Automate shutdown/scale in cluster when unused
If you’re using a managed service, there is no point for keeping the cluster running when nobody is using it. Therefore, it’s best to include automation to shutdown, pause or scale in the cluster when not used. 8-10 hours a day like this saves a lot of money at the end of the month. Also, it incentivizes reaching to a certain maturity level right in the beginning.
Configure cert-manager and external-dns
Most environments with a history have their own internal solution for certificate and dns management. Although not a hard requirement, effective use of kubernetes requires ability to dynamically issue, install, revoke certificates and dynamically manage dns records as resources are created, modified and deleted. If your environment is unable to deal with the dynamicity of certificates and dns records, you may first want to tackle that infrastructure problem. Temporarily assigining a static certificate and fqdns will easily fall short. You can delegate some zones for external-dns and integrate with a provider that works with cert-manager. Think twice, if you are stuck with a static infrastructure.
Define anti-affinity, limit ranges and pod disruption budgets
Without defining limit ranges on cpu and memory, you risk your cluster’s health and balancing because scheduler will not be able to make proper decisions.
Define resource limits, requests and probes
Kubernetes is about scheduling workloads, detecting failures and making sure some copies of your workload keeps running, while being accessible. Skipping resource limits and probes defeats most important values of kubernetes.
The time you save from skipping those (like the items in the previous point) will greatly harm your experience of kubernetes.

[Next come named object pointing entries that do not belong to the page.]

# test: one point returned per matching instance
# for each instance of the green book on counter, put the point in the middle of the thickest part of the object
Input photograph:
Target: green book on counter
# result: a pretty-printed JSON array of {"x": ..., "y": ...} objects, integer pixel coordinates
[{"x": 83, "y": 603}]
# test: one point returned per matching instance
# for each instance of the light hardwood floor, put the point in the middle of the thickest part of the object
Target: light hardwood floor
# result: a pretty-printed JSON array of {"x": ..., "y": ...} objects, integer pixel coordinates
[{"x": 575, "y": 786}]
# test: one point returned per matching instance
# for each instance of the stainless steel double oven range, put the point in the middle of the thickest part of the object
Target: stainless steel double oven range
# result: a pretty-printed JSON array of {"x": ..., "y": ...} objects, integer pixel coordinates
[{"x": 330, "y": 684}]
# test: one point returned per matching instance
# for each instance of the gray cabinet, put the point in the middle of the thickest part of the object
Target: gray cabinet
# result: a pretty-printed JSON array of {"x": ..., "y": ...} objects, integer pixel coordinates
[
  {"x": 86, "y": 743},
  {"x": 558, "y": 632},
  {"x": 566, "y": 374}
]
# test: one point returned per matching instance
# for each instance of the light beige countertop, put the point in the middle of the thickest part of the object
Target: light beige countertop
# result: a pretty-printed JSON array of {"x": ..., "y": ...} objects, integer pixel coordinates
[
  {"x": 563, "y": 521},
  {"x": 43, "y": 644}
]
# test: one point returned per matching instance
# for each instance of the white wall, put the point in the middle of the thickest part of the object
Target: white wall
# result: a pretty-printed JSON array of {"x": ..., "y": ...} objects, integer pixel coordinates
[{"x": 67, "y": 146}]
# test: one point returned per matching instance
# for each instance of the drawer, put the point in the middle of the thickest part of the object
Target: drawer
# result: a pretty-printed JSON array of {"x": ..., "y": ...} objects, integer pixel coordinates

Limit maximum node pool size
If you don’t put maximum node count for your node pools, a small bug or attack can cause creating of nodes until you hit some quotas. In order to avoid such unpleasant situations (and surprise bill at the end of the month), always put a hard limit on how large can your cluster get.
Bonus: Consider adding spot instance pool
Kubernetes is good at rescheduling/restarting failed workloads, but is your own application ready for that ? Adding a node pool using spot instances would bring chaos of workloads unpredictably terminating without bringing in a chaos engineering toolchain, while benefiting low cost instances.
Creating a new product that will run on kubernetes is an exciting journey. It also opens many doors to business as a direct or indirect enabler of various outcomes. However, greed brings risk of spoiling all if it is the first time for the team to work with it. Adoption of kubernetes goes smoother if we resist adding complexity until they are unavoidable and until we gain enough knowledge and experience on our new platform.